El 19 de septiembre de 2015, en un partido de la fase de grupos del Mundial de rugby de Inglaterra celebrado en la ciudad de Brighton, ocurrió lo inesperado. Japón se impuso a Sudáfrica con un ensayo en el último suspiro que sirvió para que el marcador hiciese justicia después de un encuentro redondo de los nipones. Una Sudáfrica que se vio sorprendida por la velocidad y la continuidad del equipo que tenía enfrente trató de llevar el juego al interior y al suelo. Recurrieron los Springboks al viejo rugby y empezaron a castigar el eje como si de un interrogatorio con tortura se tratase. Pero Japón no cantó. A riesgo de que me tachen los del Tartessos de idólatra he de decir que, en mi opinión, nada de aquello hubiese ocurrido si al frente no hubiese estado Eddie Jones. En el juego que desplegó Japón confluyeron la inteligencia táctica del entrenador australiano y el honor de la genética de sus jugadores. Todo el partido es digno de análisis, pero aquella última jugada en la que el capitán japonés rechazó varias veces lanzar a palos los golpes que concedía la defensa de los Springboks y que le podrían haber dado un empate histórico fue el epítome de ese cóctel. Una jugada en varias fases desde un costado a otro para terminar volviendo al origen en una sola secuencia de pases rápidos y perfectos culminados con un offload. ¡Ensayo!

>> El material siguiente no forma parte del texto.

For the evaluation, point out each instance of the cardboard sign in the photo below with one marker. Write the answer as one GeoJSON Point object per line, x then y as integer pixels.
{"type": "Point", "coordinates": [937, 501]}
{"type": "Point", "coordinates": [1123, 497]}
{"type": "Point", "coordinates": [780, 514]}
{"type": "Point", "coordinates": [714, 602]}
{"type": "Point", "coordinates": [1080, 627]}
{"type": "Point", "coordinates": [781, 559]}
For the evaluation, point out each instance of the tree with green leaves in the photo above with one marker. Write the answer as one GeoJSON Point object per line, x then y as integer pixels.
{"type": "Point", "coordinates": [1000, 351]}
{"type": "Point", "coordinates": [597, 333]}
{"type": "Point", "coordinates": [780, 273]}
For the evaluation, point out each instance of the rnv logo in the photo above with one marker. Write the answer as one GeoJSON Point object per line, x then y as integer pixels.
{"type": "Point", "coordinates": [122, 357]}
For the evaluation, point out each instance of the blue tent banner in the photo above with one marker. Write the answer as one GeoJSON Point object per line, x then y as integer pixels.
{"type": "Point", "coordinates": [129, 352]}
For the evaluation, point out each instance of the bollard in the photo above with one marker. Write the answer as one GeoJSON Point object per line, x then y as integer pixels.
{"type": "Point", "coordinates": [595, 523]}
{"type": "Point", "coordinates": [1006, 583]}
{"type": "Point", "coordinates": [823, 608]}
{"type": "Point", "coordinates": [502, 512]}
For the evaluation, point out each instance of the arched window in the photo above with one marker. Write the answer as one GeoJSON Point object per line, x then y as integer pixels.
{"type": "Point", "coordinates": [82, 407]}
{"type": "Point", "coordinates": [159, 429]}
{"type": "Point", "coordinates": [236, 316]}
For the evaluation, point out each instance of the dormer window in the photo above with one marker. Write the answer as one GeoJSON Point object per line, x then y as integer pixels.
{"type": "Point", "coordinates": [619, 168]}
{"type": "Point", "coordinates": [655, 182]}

El elogio de las sombras del No hace relucir con más fuerza la luz del rugby del hemisferio sur (sic) que ha impregnado a la selección japonesa. En su camino hacia su propio Mundial este otoño se han plantado en Europa para alcanzar un empate ante Francia en Nanterre. Pero no vi al mismo equipo de hace dos años. Ha evolucionado, sí; pero se ha vuelto algo mecánico. Cuando salía a relucir la velocidad flaqueaba la seguridad de los pases. La delantera ha mejorado, pero la magia ya no está. La llegada de su franquicia en el super rugby puede eliminar la estética de una selección suicida. Eddie Jones se fue a Inglaterra, pero siempre nos quedará Brighton.